The group warned that about 2,150 of its pub workers currently on furlough support were likely to be impacted, while it will also launch a further cost-cutting plan by the end of the year.
It becomes the latest big hospitality operator to have to axe staff amid draconian coronavirus restrictions across large swathes of the UK.
Earlier this week, Mitchells & Butlers, the pub and restaurant giant that owns All Bar One, Toby Carvery and steakhouse chain Miller & Carter, said it had kicked off redundancy talks with staff as it struggles with the fallout from the pandemic.
Last week, rival Greene King – owner of Dunbar’s historic brewery Belhaven – revealed plans to cut about 800 jobs, while fellow pub businesses Young’s, Fuller’s and City Pub Group have also said they are planning redundancies.
Marston’s put the blame for its cost-cutting squarely on the recent measures to tackle the surge in coronavirus cases.
The firm said it has 21 sites in Scotland, of which eight are currently closed, and 18 in the “Tier 3” Liverpool region, although the majority of these serve food and are allowed to remain open.
Chief executive Ralph Findlay said: “The additional restrictions which have been applied across the UK most recently present significant challenges to us and will make business more difficult for a period of time.
“I very much regret that the consequence of this is that the jobs of around 2,150 of our colleagues will be impacted, but it is an inevitable consequence of the limitations placed upon our business.
“We will be looking at our cost base further in the coming weeks.”
The group claimed the new rules “undermine consumer confidence and create uncertainty”.
It added: “The introduction of these further restrictions and guidance affecting pubs is hugely disappointing in view of a lack of clear evidence tying pubs to the recent increase in infection levels, and our own data which suggests that pubs are effective in minimising risks.”
Details of the job cuts came as the firm’s annual results showed pub sales tumbled 34 per cent to £515 million in the year to 3 October, impacted heavily by the spring lockdown earlier this year.

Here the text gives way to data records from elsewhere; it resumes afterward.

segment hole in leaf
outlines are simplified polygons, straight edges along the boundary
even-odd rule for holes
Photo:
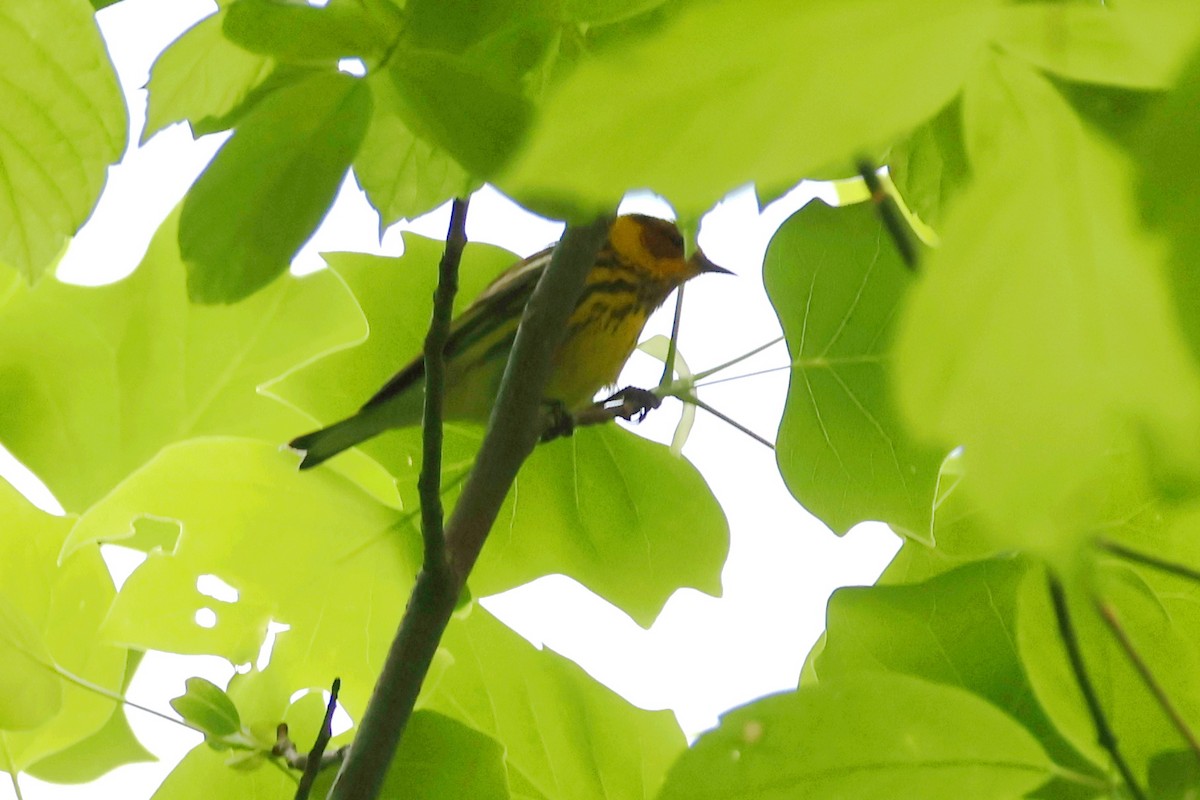
[[[34,475],[29,467],[18,461],[16,456],[3,447],[0,447],[0,478],[12,484],[12,487],[20,492],[26,500],[47,514],[53,514],[56,517],[66,514],[62,504],[58,502],[42,479]]]
[[[367,74],[367,65],[361,58],[343,58],[338,61],[338,69],[347,75],[361,78]]]
[[[211,608],[202,608],[198,610],[193,619],[195,619],[196,624],[201,628],[217,627],[217,612],[213,611]]]
[[[275,637],[284,631],[290,631],[291,629],[291,625],[283,622],[276,622],[275,620],[269,620],[267,622],[267,635],[263,638],[262,647],[260,647],[258,650],[258,658],[254,661],[255,669],[257,669],[259,672],[262,672],[267,668],[267,665],[271,663],[271,652],[275,649]],[[292,695],[292,702],[296,702],[296,698],[303,694],[304,691],[301,690]]]
[[[206,597],[220,600],[222,603],[236,603],[238,601],[238,590],[216,575],[201,575],[196,578],[196,591]]]

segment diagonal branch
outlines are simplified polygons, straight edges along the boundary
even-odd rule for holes
[[[550,356],[566,331],[608,225],[608,219],[598,219],[568,227],[529,299],[475,467],[446,523],[446,561],[426,565],[417,576],[330,800],[371,800],[379,794],[467,576],[517,470],[537,444]]]

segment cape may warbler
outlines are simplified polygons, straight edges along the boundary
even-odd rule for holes
[[[445,418],[486,422],[525,302],[553,248],[501,273],[451,324],[446,345]],[[729,272],[696,251],[686,258],[674,223],[641,214],[617,217],[588,273],[583,293],[554,352],[546,399],[567,411],[614,383],[647,317],[676,287],[703,272]],[[295,439],[301,468],[320,464],[389,428],[421,421],[421,357],[384,384],[353,416]]]

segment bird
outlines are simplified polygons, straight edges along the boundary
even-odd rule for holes
[[[487,422],[525,304],[553,247],[502,272],[450,326],[446,342],[446,420]],[[705,273],[732,274],[700,250],[688,257],[675,223],[644,214],[614,218],[583,291],[551,356],[545,400],[576,411],[616,383],[646,320],[679,286]],[[293,439],[309,469],[392,428],[418,425],[425,362],[418,355],[353,415]]]

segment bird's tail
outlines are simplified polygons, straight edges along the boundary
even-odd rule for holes
[[[310,469],[343,450],[383,433],[389,427],[391,425],[384,414],[377,413],[376,409],[364,408],[341,422],[297,436],[288,442],[288,447],[302,451],[304,460],[300,462],[300,469]]]

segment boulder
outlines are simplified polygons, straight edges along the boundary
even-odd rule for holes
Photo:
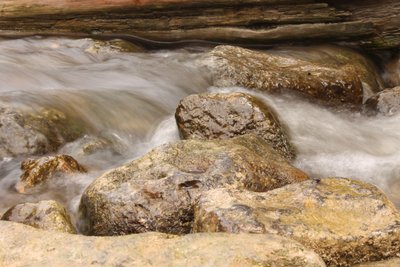
[[[82,231],[188,233],[193,204],[205,190],[268,191],[306,179],[259,137],[178,141],[97,178],[81,199]]]
[[[253,133],[285,158],[295,157],[276,114],[248,94],[190,95],[180,101],[175,118],[184,139],[225,139]]]
[[[19,222],[43,230],[76,233],[67,211],[54,200],[15,205],[3,214],[1,220]]]
[[[83,132],[79,123],[55,109],[23,112],[0,106],[0,159],[53,152]]]
[[[86,172],[73,157],[68,155],[47,156],[39,159],[27,159],[21,163],[22,174],[15,189],[19,193],[35,187],[59,174]]]
[[[383,90],[370,97],[364,104],[364,110],[369,115],[395,115],[400,111],[400,86]]]
[[[193,231],[279,234],[328,266],[350,266],[399,253],[400,213],[373,185],[326,178],[266,193],[210,190],[195,207]]]
[[[0,232],[1,266],[325,266],[312,250],[276,235],[89,237],[1,221]]]
[[[381,89],[375,67],[357,52],[337,46],[252,51],[217,46],[202,63],[219,87],[297,92],[328,106],[360,107]]]

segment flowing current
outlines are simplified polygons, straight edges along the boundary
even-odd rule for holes
[[[34,194],[14,189],[23,158],[0,160],[0,213],[12,205],[55,199],[76,215],[83,190],[110,168],[178,140],[174,112],[183,97],[200,92],[244,91],[273,107],[298,150],[294,163],[312,177],[341,176],[379,186],[400,206],[400,116],[334,113],[295,96],[244,88],[213,88],[197,60],[206,51],[151,53],[94,51],[90,39],[30,38],[0,41],[0,102],[54,107],[85,123],[92,135],[114,140],[113,151],[83,155],[83,139],[59,152],[89,172],[51,181]]]

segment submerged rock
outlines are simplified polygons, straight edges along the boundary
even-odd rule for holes
[[[80,142],[80,146],[79,154],[82,155],[91,155],[106,150],[114,151],[111,141],[96,136],[84,136]]]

Since pubs reopened in July, like-for-like pub sales were 10 per cent lower over the 13-week period, helped by the UK government’s Eat Out to Help Out meal discount scheme in August.
Brewery sales were 22 per cent lower over the year at £306m, though sales in retailers and off-licences lifted 23 per cent as pubs were forced to close.
Shore Capital analyst Greg Johnson said: “The key takeaway being that the group remains cash flow positive whilst pubs remain open and following the completion of the Carlsberg Marston’s Brewing Company [joint venture] retains ample liquidity.
“Going forward, the focus will likely remain on debt reduction, which should help unlock the value in its £2 billion pub estate and the retained 40 per cent stake in the brewing [joint venture].”